A Denver attorney who last year was accused of mishandling nearly $2 million set aside to purchase masks and gowns during the coronavirus pandemic was charged with unrelated felony financial crimes last week and is now wanted by authorities.
A warrant was issued Oct. 18 for Steve Bachar, 56, on charges of securities fraud and theft. He is accused of stealing between $100,000 and $1 million, as well as lying to an investor, according to a criminal complaint filed against him by the Denver District Attorney’s Office.
The crimes are alleged to have happened between Oct. 13, 2017, and Aug. 8, 2018, according to the complaint.
“Steven Charles Bachar, in connection with the offer, sale or purchase of a security, directly or indirectly, unlawfully, feloniously, and willfully made an untrue statement of material fact or omitted to state a material fact necessary in order to make the statements made…not misleading,” the complaint reads. Additional details on the allegations were not immediately available.
“These are outrageous, unfounded and false accusations,” Bachar said in a texted statement Monday. “…I am pleased that we are now engaged in a process that will let the facts come to light.”
A spokeswoman for the Denver District Attorney’s Office declined to comment.

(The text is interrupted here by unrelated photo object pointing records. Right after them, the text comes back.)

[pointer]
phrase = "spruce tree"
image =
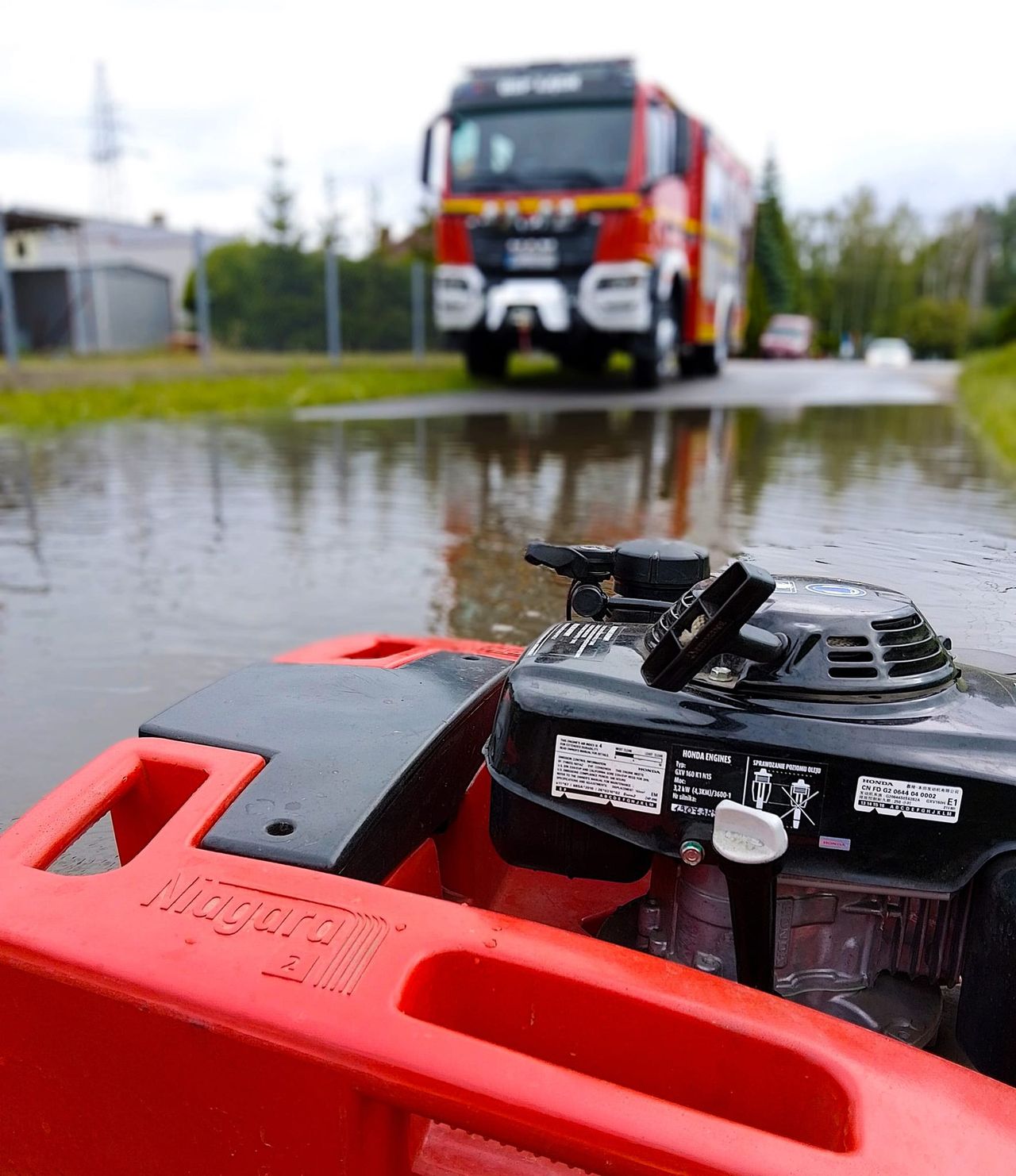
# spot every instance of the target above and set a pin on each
(775, 282)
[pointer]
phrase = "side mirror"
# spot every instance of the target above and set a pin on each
(425, 160)
(683, 144)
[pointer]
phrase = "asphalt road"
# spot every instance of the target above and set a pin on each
(778, 385)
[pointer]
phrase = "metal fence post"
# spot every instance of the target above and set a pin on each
(7, 309)
(202, 299)
(332, 306)
(419, 309)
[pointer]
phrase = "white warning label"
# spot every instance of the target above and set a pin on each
(589, 769)
(921, 802)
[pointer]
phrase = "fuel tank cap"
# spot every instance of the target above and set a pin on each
(659, 568)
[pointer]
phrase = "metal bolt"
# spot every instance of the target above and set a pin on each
(691, 853)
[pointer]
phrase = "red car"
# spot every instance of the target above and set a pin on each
(787, 336)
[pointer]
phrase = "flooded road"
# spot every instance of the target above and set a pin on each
(140, 560)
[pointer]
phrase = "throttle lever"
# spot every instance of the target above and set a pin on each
(683, 640)
(586, 563)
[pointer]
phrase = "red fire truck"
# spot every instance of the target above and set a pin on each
(583, 212)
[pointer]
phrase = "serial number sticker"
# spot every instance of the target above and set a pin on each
(602, 773)
(914, 800)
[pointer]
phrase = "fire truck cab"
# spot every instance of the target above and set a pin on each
(583, 212)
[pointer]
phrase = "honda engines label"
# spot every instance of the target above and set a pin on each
(601, 773)
(914, 800)
(791, 790)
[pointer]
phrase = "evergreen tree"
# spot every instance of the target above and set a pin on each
(278, 212)
(775, 281)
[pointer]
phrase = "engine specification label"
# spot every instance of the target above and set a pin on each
(918, 801)
(791, 790)
(601, 773)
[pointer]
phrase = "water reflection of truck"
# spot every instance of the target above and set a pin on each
(583, 212)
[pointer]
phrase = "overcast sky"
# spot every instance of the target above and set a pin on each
(916, 99)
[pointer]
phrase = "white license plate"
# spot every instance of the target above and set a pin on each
(530, 253)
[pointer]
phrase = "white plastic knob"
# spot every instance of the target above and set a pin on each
(748, 836)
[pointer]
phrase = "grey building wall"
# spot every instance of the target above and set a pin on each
(102, 309)
(133, 309)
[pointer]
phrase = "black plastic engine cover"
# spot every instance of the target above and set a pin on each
(363, 763)
(910, 792)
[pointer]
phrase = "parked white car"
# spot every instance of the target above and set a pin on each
(888, 353)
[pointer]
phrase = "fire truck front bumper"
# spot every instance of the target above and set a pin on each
(610, 298)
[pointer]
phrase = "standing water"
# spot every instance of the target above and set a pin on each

Bachar was last year accused by two companies of mishandling nearly $2 million earmarked for personal protective equipment purchases during the pandemic.

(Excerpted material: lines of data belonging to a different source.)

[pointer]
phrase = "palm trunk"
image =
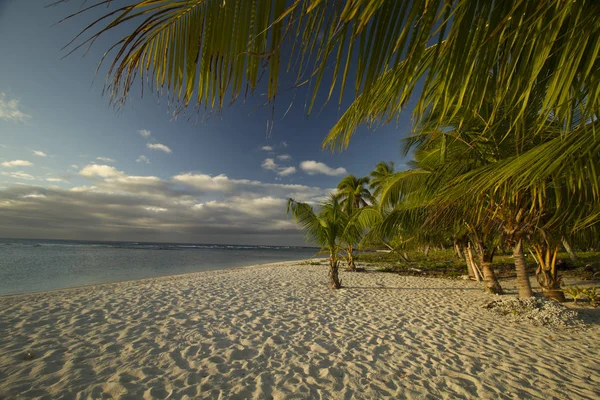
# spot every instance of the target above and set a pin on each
(457, 250)
(489, 277)
(470, 269)
(521, 269)
(472, 265)
(334, 280)
(569, 250)
(351, 265)
(486, 256)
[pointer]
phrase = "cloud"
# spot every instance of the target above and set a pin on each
(177, 211)
(287, 171)
(269, 164)
(16, 163)
(18, 175)
(315, 167)
(102, 171)
(34, 196)
(158, 146)
(10, 110)
(105, 159)
(143, 159)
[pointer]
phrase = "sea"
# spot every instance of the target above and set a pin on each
(28, 265)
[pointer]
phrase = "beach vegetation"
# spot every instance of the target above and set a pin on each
(354, 194)
(505, 99)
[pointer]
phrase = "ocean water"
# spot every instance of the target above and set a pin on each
(39, 265)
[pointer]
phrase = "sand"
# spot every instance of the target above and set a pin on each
(278, 332)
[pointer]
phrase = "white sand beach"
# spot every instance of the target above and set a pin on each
(277, 331)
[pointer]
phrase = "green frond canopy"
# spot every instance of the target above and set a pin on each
(210, 51)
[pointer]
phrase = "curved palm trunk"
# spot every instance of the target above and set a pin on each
(521, 269)
(471, 266)
(486, 256)
(351, 264)
(569, 250)
(334, 280)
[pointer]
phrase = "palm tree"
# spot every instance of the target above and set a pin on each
(379, 175)
(354, 194)
(210, 51)
(331, 228)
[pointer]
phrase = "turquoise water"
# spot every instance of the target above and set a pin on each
(38, 265)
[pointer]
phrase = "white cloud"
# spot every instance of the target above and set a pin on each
(269, 164)
(155, 209)
(105, 159)
(103, 171)
(143, 159)
(158, 146)
(10, 110)
(315, 167)
(124, 207)
(18, 175)
(16, 163)
(287, 171)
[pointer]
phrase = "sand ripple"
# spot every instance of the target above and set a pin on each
(278, 332)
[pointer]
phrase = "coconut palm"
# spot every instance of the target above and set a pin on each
(210, 51)
(379, 175)
(331, 228)
(354, 194)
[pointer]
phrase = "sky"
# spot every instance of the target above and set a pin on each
(72, 167)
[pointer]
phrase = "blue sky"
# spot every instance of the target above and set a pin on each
(71, 167)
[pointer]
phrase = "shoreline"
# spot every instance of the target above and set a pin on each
(276, 263)
(276, 331)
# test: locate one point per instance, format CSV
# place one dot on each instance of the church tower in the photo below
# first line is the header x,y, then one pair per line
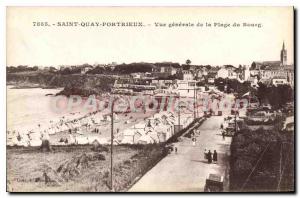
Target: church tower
x,y
283,55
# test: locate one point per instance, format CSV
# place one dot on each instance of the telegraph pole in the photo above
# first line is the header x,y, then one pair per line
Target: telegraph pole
x,y
195,101
111,145
179,113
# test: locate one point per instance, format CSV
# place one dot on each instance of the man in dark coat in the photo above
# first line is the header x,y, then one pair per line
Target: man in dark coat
x,y
215,156
209,157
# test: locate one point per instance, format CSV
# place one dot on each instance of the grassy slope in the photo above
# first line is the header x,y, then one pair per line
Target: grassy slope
x,y
26,165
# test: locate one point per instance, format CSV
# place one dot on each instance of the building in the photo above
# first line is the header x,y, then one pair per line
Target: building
x,y
283,55
165,69
279,81
227,71
274,72
187,75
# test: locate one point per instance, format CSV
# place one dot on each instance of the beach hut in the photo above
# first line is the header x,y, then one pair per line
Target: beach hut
x,y
128,136
81,140
145,139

Bachar had promised Denver-based DaVita Inc. that he would provide 4,200 cases of N95 masks in exchange for $2.4 million in April 2020, but then never provided the masks and failed to return the company’s initial payment of $604,000, according to that lawsuit, filed in October
Another company, The Future Health Company, filed a complaint in December that said Bachar failed to pay them $1.2 million for 3 million medical gowns that Future Health sent to the state of Wisconsin.

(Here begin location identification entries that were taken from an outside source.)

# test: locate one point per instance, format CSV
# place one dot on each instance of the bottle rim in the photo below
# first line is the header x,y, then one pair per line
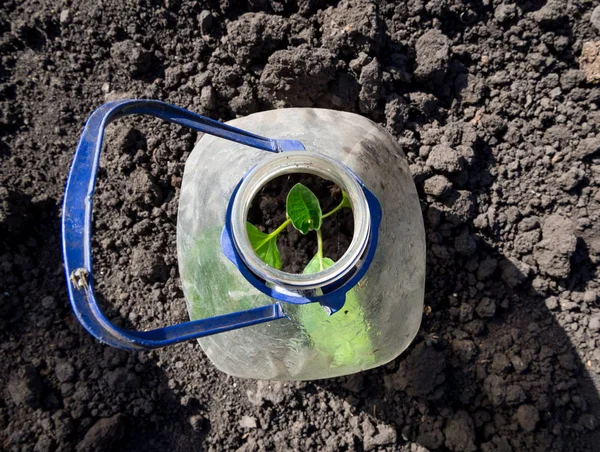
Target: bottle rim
x,y
301,162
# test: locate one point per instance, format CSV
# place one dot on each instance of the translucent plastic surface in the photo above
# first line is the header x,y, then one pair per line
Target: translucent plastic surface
x,y
382,313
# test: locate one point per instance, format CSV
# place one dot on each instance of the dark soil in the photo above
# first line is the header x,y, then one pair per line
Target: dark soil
x,y
499,118
267,212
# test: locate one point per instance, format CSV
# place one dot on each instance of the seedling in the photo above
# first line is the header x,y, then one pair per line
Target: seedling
x,y
343,337
303,212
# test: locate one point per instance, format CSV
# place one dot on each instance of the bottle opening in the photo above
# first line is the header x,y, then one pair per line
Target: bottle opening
x,y
300,165
280,239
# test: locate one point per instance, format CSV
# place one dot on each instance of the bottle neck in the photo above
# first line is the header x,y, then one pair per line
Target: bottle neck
x,y
318,165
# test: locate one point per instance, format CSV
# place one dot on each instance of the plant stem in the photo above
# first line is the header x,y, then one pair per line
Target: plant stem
x,y
320,248
277,231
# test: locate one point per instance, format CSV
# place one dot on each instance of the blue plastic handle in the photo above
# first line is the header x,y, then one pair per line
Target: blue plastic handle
x,y
77,227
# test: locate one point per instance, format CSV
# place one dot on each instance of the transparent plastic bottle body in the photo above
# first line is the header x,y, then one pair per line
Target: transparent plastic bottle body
x,y
385,306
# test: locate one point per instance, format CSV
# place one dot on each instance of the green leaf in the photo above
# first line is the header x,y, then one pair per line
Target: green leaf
x,y
265,246
303,209
317,264
345,200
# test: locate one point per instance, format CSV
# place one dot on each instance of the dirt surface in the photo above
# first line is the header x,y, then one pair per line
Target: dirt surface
x,y
495,103
267,212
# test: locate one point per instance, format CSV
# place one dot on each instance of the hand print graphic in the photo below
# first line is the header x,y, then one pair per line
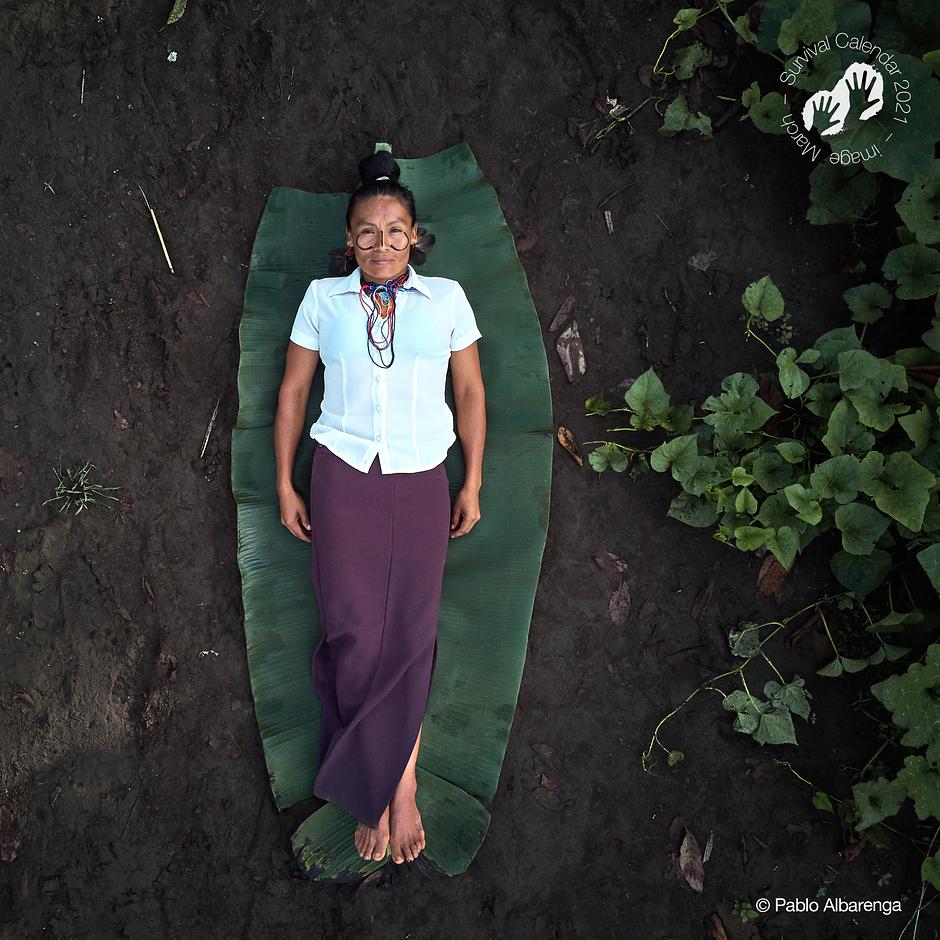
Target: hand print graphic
x,y
857,96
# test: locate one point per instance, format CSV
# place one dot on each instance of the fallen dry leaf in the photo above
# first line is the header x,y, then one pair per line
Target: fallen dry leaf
x,y
690,862
620,604
610,562
570,351
770,577
567,440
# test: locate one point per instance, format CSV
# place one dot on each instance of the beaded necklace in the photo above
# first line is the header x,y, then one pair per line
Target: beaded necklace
x,y
380,309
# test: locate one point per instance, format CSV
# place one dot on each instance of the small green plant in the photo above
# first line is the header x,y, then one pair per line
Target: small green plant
x,y
73,489
744,911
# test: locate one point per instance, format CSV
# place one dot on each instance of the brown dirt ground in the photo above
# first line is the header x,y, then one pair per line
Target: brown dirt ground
x,y
135,769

This summer, Bachar and was ordered to pay the two companies nearly $4.5 million in two default civil judgments. A spokeswoman for The Future Health Company said Monday that the company has not received any money from Bachar, despite the judgment.
Bachar previously worked with Sen.-elect John Hickenlooper, serving as counsel on Hickenlooper’s campaign for Denver mayor and on his transition team, according to a news release that detailed his career when he joined the Denver law firm Moye White in 2015. The firm said Bachar was a member of its business section before leaving in August 2017.
Bachar also served in the White House under President Bill Clinton and in the Treasury Department before he moved to Denver.